いや、迷惑だけではすまない。法理論からすれば、公権力による人権侵害の疑いも濃厚である。というのは、日本国憲法26条の規定は、義務教育を受ける側の子どもたちにとっては権利であり、保護者や公的機関の側に子どもたちの義務教育を受ける権利を保障する義務がある。だから、点数の悪い学校の予算を大幅に増やして教育環境を改善するというならわかるが、逆にそれを削るなどという行為は、悪質な人権侵害なのである。加えて、公務員には【憲法を遵守する義務】がある。教育基本法は強行採決によって改悪されても日本国憲法は改正されていない以上、足立区/東京都のシステムそのものに欠陥があると言えるだろう。

この事件によって、逆に犬山市教育委員会の慧眼と、勇気ある決断が正しかったことが一層ハッキリしてきたのではないかと思う。学力テストはかつて旭川学力テスト裁判で問題になり、最高裁の判決も出たこともあって、一度は廃止された経緯がある。それを十分に吟味もしないまま政府与党/文部科学省が全国一斉学力テストを復活させたが、それについて様々な疑問や意見があるにも拘らず、政府与党/文部科学省は十分な説明をせずにごまかし続けている。この事件を見れば、文部科学省と犬山市教育委員会のどちらの主張に説得力があるかは明らかだろう。
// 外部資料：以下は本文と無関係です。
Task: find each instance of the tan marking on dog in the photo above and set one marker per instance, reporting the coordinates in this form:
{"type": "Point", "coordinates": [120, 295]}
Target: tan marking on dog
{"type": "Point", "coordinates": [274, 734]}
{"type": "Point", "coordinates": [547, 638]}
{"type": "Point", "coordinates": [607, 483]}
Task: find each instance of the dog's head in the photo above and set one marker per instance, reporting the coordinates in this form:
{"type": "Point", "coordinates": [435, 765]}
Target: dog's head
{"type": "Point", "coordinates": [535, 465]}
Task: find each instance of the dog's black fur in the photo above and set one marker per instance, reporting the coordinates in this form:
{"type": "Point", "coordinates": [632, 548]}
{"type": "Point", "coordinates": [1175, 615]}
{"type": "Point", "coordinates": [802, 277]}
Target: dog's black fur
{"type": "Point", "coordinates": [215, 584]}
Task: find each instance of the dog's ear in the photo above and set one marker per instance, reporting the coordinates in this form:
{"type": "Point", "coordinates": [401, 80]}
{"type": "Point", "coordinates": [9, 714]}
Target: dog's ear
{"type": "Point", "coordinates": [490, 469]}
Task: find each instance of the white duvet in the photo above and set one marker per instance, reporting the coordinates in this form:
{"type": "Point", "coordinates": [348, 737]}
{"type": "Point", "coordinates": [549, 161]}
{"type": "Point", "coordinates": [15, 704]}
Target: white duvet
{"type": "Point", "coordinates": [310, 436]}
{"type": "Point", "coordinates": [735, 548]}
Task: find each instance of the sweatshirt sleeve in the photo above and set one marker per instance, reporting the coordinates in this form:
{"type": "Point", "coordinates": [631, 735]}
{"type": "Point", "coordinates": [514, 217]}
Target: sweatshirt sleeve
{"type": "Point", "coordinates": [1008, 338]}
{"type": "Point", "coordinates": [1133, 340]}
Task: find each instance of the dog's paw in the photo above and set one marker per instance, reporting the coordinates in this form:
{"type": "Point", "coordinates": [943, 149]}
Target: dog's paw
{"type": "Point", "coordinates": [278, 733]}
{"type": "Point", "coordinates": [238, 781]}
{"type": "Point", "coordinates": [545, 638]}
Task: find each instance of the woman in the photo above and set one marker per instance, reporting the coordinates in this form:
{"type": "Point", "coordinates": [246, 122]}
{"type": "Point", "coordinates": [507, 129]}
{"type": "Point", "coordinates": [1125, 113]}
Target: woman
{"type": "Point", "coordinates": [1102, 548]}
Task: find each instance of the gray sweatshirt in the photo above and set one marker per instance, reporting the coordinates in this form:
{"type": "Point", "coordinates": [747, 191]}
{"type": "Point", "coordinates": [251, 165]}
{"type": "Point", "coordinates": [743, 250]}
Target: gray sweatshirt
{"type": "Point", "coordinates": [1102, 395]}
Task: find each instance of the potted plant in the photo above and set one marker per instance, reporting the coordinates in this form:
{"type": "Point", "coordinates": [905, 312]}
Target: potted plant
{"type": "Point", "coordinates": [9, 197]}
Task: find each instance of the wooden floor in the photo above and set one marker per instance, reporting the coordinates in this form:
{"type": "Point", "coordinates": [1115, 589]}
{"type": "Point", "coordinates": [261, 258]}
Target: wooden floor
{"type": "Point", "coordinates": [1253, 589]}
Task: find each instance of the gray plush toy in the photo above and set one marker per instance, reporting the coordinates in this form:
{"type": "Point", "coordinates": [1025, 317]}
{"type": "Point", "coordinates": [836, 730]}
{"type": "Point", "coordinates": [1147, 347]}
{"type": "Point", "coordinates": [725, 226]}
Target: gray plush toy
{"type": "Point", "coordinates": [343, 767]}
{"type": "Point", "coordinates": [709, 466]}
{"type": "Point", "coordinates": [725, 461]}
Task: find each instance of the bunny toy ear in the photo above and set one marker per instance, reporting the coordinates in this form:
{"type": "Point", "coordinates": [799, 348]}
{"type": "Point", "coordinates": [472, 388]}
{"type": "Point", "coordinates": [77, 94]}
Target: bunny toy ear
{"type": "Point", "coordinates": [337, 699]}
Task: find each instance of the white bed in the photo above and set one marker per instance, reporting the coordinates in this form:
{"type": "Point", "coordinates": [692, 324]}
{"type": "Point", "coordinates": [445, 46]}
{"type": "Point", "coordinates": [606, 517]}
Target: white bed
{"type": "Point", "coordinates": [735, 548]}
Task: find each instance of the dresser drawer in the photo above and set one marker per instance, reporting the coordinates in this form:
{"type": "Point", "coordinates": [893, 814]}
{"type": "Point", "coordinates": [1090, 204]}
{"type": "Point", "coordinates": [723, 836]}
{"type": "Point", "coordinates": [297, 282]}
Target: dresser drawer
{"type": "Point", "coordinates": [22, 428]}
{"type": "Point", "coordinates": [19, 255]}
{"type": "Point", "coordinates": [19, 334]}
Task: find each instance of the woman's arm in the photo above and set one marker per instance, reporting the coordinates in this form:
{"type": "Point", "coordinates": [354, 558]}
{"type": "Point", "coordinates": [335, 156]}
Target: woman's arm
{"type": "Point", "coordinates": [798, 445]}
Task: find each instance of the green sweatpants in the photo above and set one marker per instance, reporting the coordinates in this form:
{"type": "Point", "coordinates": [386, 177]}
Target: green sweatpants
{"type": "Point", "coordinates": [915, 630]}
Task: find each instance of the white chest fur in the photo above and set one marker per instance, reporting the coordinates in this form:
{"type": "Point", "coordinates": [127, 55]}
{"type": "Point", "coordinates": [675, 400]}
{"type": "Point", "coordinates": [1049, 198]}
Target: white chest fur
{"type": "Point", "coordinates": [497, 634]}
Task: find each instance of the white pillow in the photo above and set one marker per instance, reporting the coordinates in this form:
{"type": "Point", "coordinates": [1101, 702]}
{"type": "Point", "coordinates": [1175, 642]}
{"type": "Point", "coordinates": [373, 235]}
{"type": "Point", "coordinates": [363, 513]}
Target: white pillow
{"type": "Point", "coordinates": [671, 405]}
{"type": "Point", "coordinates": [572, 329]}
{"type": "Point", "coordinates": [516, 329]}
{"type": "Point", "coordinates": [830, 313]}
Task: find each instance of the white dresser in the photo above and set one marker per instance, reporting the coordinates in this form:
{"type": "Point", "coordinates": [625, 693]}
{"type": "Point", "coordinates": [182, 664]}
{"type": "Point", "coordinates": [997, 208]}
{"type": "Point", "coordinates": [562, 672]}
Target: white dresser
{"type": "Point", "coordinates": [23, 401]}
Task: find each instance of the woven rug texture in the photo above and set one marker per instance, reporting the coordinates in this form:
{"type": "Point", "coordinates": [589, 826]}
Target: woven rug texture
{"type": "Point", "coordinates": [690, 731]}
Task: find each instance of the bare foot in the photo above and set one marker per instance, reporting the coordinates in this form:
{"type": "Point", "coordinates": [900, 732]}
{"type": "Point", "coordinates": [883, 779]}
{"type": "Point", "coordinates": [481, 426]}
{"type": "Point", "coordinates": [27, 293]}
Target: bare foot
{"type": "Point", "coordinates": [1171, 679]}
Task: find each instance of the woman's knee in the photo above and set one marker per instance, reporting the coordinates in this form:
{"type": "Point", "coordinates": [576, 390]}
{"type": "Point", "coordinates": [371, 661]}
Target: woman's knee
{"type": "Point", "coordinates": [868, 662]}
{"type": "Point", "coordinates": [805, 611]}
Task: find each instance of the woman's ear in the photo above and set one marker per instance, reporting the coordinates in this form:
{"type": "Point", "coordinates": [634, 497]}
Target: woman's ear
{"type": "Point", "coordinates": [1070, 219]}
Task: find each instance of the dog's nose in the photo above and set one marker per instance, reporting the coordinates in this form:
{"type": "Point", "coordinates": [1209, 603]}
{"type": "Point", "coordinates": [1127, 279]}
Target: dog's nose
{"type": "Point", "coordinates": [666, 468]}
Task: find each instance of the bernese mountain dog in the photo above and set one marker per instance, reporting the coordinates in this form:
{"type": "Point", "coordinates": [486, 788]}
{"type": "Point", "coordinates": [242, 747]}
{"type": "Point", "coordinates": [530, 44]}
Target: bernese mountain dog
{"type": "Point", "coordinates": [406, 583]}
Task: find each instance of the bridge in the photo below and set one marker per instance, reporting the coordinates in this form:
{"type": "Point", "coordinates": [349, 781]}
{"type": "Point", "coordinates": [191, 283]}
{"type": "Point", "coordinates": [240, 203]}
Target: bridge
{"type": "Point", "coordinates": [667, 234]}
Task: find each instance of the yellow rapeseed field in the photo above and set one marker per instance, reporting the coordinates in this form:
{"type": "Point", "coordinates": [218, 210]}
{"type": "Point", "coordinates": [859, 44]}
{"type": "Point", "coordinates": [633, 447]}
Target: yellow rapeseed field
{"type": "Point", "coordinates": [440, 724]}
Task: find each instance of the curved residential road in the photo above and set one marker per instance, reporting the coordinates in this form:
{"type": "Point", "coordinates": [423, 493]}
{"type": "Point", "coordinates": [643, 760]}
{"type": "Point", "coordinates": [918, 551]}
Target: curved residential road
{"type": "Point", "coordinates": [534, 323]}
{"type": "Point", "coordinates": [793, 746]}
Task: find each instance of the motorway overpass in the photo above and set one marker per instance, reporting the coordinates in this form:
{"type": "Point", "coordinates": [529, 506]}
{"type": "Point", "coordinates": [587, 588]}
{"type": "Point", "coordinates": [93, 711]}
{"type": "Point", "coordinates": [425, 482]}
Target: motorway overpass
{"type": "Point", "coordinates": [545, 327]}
教育環境を改善すれば、子どもたちの可能性はさらに広がる。そのためには、口を出す前に予算をしっかり保障すべきなのである。予算を削って、現場を無視した命令を押し付ければ教育現場はますます荒廃し、子どもたちの未来を圧迫する。政府・与党が強行採決を繰り返して行ってきたことは、26条違反、義務教育を受ける権利の公権力による侵害につながりかねないのである。

日本の未来を思えば、こうした現実を放置することは出来ない。とりあえず、選挙権を行使して「NO」の意志を伝えなければならないと思う。それが、子どもたちの未来を守る大人としての責任である。